2022年、盤石といえる強さでセ・リーグ2制覇を果たした髙津ヤクルト。主力、ベテラン、若手がそれぞれの役割を果たし、まさにチーム一丸となって勝利をもぎとった。
追われる立場の今シーズン、髙津監督はどんなビジョンを持ち、ここからどのようにチームを進化させていくのか。本連載では、今年もインタビュアーに長谷川晶一氏を迎え、髙津監督の組織論から、マネジメント術、若手育成術まで余すところなくお届けしていく。
(インタビュアー:長谷川晶一)
――9月を迎え、ペナントレースも残りわずかとなりました。球団史上初の3連覇を目指して挑んだ今シーズンですが、惜しくもその夢は実現とはなりませんでした。
髙津 やっぱり3連覇を目指してスタートして、結果的にできなかったのは非常に悔しく思います。まだ終わったわけじゃないですけども、「3連覇」という大きな目標を立ててスタートしたわけですから、繰り返しになりますが本当に悔しいですね。今後については、一つでも二つでも。1勝でも2勝でも多く勝ちたいと思っています。
――目の前の戦いは続いていますが、現時点ですでに、今季の課題、反省点を洗い出したり、来季に向けての準備を進めたりするべきなのでしょうか? それとも、今は目の前の戦いに集中し、シーズン後に集中的に取り組むべきなのでしょうか?
髙津 いや、今できることであるならば、今のうちに取り組むべきだと思います。今、こうした状況だからできることもあります。例えば「育成」とか「成長」とかのために、若い選手たちに積極的にチャンスを与えることも必要でしょうし、今できることは、今のうちにやりたいと思います。
――これまでも、新人だった村上宗隆選手や奥川恭伸投手をシーズン終盤に起用して実戦経験を与え、それが翌年以降の飛躍へと繋がりました。まさに、そういったケースを想定しているのですね。
髙津 その通り、その通りです。

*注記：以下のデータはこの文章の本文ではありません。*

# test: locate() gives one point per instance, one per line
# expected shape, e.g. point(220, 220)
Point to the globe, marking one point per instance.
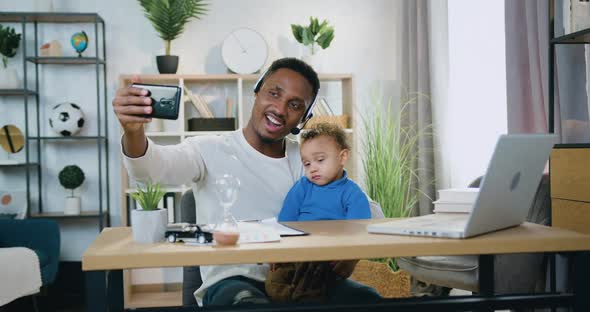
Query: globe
point(79, 41)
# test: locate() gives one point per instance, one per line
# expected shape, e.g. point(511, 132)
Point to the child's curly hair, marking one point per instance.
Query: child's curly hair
point(329, 130)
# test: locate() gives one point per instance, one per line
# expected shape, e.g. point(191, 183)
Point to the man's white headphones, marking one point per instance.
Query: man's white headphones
point(308, 112)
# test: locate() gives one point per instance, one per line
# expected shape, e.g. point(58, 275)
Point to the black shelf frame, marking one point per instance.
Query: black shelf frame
point(17, 92)
point(99, 61)
point(578, 37)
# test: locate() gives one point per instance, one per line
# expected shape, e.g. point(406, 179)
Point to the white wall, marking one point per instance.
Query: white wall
point(365, 45)
point(469, 93)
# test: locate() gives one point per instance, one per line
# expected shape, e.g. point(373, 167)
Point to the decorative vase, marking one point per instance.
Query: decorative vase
point(149, 226)
point(72, 205)
point(8, 78)
point(311, 58)
point(167, 64)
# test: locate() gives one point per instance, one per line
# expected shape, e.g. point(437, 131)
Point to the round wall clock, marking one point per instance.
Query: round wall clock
point(244, 51)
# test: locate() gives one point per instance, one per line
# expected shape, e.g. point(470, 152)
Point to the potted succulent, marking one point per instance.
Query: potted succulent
point(390, 154)
point(71, 177)
point(313, 37)
point(169, 18)
point(9, 42)
point(148, 222)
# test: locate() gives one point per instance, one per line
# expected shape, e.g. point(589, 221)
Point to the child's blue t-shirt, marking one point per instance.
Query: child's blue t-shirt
point(341, 199)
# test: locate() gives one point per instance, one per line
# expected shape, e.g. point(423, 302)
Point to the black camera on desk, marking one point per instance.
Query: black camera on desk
point(165, 100)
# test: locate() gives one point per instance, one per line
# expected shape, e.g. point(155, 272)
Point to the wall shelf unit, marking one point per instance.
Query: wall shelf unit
point(40, 172)
point(218, 91)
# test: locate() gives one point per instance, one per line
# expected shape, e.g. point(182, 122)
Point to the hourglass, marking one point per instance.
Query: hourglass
point(226, 189)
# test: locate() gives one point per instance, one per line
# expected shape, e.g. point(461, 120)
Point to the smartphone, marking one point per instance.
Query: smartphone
point(165, 100)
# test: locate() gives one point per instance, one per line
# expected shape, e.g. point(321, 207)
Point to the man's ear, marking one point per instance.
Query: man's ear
point(344, 156)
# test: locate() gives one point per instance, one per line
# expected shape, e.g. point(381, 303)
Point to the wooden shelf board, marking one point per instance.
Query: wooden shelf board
point(165, 189)
point(164, 134)
point(19, 164)
point(220, 77)
point(60, 214)
point(195, 133)
point(582, 36)
point(154, 299)
point(17, 17)
point(70, 138)
point(67, 60)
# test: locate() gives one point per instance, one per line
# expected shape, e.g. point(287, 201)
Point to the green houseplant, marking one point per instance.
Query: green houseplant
point(169, 18)
point(314, 34)
point(389, 157)
point(148, 197)
point(71, 177)
point(9, 43)
point(148, 223)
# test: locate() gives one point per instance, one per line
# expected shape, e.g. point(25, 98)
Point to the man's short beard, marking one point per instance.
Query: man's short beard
point(266, 140)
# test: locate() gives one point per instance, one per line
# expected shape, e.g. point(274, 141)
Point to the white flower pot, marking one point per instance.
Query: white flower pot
point(149, 226)
point(72, 205)
point(8, 78)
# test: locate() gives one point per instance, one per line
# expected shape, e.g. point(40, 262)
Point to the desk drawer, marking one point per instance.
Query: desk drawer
point(571, 215)
point(570, 174)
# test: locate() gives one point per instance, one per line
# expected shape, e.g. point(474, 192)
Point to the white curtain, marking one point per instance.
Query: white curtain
point(415, 65)
point(527, 46)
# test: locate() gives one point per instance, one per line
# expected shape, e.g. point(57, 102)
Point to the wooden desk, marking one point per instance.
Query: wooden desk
point(115, 250)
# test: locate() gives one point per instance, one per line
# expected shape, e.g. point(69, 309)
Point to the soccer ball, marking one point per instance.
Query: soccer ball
point(66, 119)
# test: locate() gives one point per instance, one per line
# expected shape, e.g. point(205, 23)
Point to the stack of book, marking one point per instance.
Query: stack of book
point(457, 200)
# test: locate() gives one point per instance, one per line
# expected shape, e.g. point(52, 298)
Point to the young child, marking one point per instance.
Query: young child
point(324, 193)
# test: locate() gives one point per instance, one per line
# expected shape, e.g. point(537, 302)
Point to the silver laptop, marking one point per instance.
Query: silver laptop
point(505, 196)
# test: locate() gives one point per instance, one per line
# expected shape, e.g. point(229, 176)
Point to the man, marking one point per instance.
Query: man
point(260, 156)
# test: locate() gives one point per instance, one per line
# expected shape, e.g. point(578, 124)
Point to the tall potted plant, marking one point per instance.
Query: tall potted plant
point(169, 18)
point(71, 177)
point(313, 37)
point(390, 154)
point(9, 42)
point(148, 222)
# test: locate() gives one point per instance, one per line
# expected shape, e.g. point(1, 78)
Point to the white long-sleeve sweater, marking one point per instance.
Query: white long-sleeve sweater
point(264, 183)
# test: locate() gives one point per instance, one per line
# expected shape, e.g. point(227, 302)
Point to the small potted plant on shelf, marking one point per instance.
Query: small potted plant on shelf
point(9, 42)
point(71, 177)
point(389, 157)
point(148, 222)
point(169, 18)
point(313, 37)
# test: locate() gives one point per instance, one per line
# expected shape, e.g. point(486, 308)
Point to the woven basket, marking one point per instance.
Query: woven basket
point(378, 276)
point(340, 120)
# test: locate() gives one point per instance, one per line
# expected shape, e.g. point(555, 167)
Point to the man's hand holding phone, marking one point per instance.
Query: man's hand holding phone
point(132, 106)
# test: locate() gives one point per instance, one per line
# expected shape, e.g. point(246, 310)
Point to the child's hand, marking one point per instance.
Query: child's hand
point(344, 268)
point(310, 275)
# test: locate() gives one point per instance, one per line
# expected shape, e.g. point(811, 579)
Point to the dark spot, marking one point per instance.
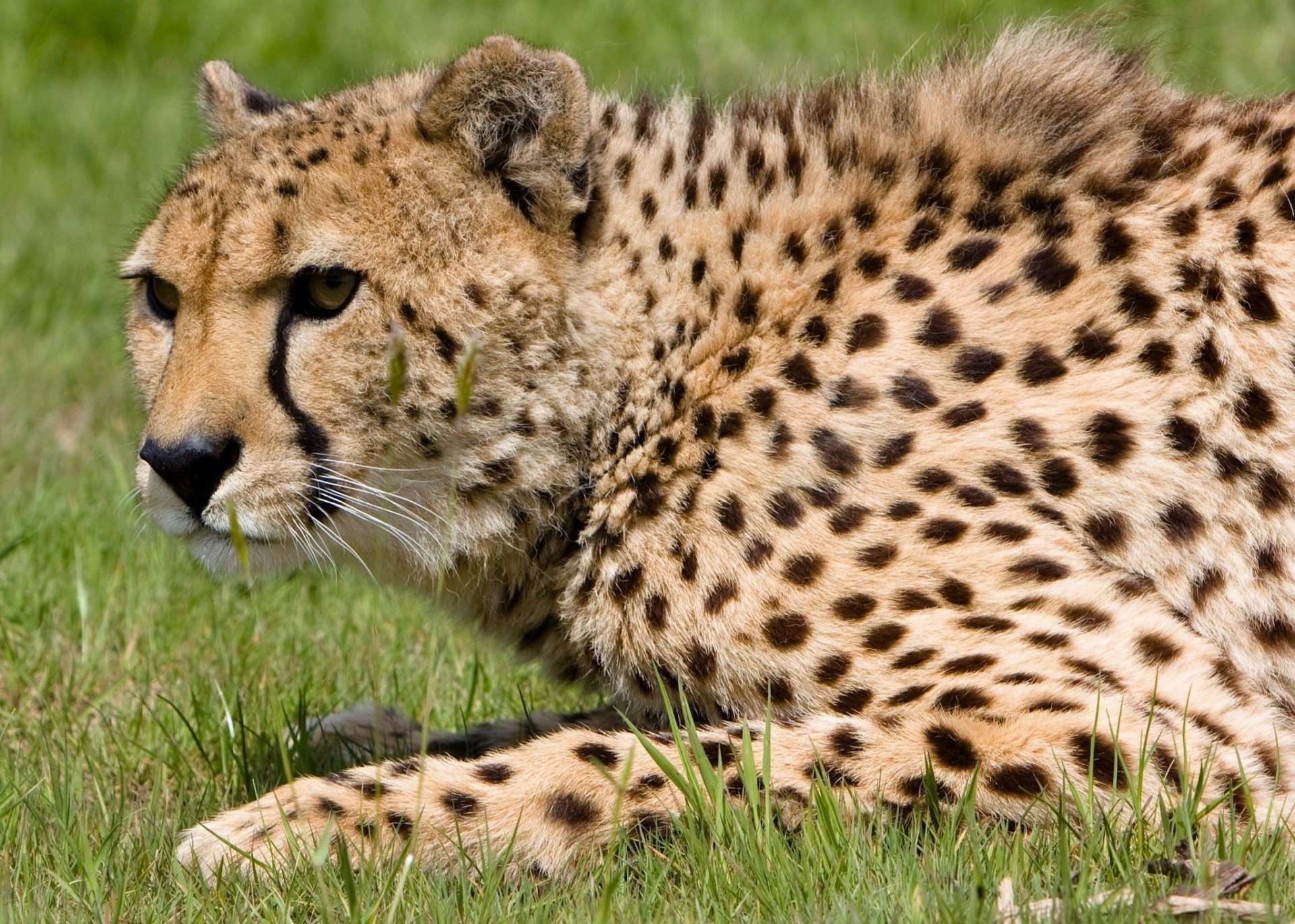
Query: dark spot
point(971, 253)
point(1025, 780)
point(939, 328)
point(1246, 235)
point(794, 248)
point(1207, 360)
point(1040, 366)
point(627, 581)
point(956, 591)
point(943, 531)
point(848, 394)
point(1048, 639)
point(912, 287)
point(950, 749)
point(1058, 477)
point(761, 400)
point(1155, 649)
point(1224, 193)
point(913, 659)
point(699, 660)
point(1182, 522)
point(1257, 302)
point(1182, 435)
point(853, 701)
point(1113, 242)
point(878, 556)
point(925, 232)
point(1106, 529)
point(1157, 356)
point(828, 287)
point(968, 664)
point(854, 607)
point(1049, 270)
point(1137, 303)
point(747, 304)
point(1092, 345)
point(832, 668)
point(865, 333)
point(459, 803)
point(913, 393)
point(1005, 479)
point(786, 631)
point(1267, 560)
point(977, 364)
point(961, 698)
point(871, 264)
point(803, 569)
point(1085, 616)
point(1254, 408)
point(1040, 569)
point(1099, 752)
point(847, 518)
point(1109, 440)
point(1030, 435)
point(885, 636)
point(911, 601)
point(720, 594)
point(1271, 490)
point(571, 811)
point(904, 510)
point(816, 330)
point(962, 414)
point(931, 480)
point(1006, 532)
point(785, 510)
point(798, 370)
point(834, 452)
point(987, 623)
point(778, 690)
point(1184, 222)
point(732, 514)
point(656, 611)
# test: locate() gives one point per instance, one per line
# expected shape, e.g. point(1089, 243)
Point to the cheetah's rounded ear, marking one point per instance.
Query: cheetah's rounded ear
point(523, 114)
point(232, 105)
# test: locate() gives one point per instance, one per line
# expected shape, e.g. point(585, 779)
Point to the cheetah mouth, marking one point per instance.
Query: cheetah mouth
point(215, 549)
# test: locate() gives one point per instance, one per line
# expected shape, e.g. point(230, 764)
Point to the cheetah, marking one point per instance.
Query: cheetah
point(921, 428)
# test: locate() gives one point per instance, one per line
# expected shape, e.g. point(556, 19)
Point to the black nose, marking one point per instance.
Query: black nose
point(194, 466)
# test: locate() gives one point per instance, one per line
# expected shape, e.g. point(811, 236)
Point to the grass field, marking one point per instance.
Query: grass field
point(138, 695)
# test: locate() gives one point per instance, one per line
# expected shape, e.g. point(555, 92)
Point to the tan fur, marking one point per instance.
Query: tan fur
point(951, 415)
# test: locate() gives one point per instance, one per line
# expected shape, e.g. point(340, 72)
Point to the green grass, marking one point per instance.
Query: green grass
point(138, 695)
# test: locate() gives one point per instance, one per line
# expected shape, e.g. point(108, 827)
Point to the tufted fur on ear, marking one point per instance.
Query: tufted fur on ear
point(523, 115)
point(232, 105)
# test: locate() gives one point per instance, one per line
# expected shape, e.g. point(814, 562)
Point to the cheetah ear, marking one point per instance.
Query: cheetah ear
point(523, 115)
point(232, 105)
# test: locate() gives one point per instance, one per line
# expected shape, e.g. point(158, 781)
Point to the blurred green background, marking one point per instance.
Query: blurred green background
point(123, 668)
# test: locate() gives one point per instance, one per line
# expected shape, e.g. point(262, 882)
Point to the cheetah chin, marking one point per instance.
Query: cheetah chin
point(944, 417)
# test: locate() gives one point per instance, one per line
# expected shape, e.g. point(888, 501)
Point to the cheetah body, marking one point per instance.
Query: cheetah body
point(946, 417)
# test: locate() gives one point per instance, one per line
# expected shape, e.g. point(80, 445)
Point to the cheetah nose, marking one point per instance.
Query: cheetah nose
point(194, 466)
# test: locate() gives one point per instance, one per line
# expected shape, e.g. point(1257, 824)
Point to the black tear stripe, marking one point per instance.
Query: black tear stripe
point(311, 438)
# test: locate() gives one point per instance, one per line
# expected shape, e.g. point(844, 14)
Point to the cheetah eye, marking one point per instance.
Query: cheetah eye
point(162, 297)
point(323, 293)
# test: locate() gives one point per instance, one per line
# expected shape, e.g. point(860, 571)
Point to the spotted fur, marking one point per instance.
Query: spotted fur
point(947, 415)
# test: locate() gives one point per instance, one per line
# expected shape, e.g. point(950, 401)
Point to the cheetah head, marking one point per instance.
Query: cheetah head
point(322, 290)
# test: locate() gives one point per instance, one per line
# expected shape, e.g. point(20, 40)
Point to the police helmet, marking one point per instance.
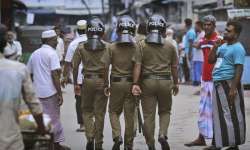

奥川は今、マウンドに上がれていないですけど、それでも、ムネ(村上)やヤス(奥川)をシーズン終盤に起用したことは正しかったと思うし、あの経験があったから、彼らのその後もあったと思います。そういう意味では、これからは育成、成長を意識した起用が大切になると思います。
――その一人として、ルーキーの澤井廉選手が一軍での出場を続けています。ファームではホームランを量産しています。
髙津 魅力はありますね。「遠くに飛ばす」という、彼ならではの特長があるので、やっぱり魅力はありますよ。今はまだ課題も多いけど、一軍の雰囲気に慣れ、二軍との違いを感じ、勉強していってほしいと思います。それが、来年にも繋がると思います。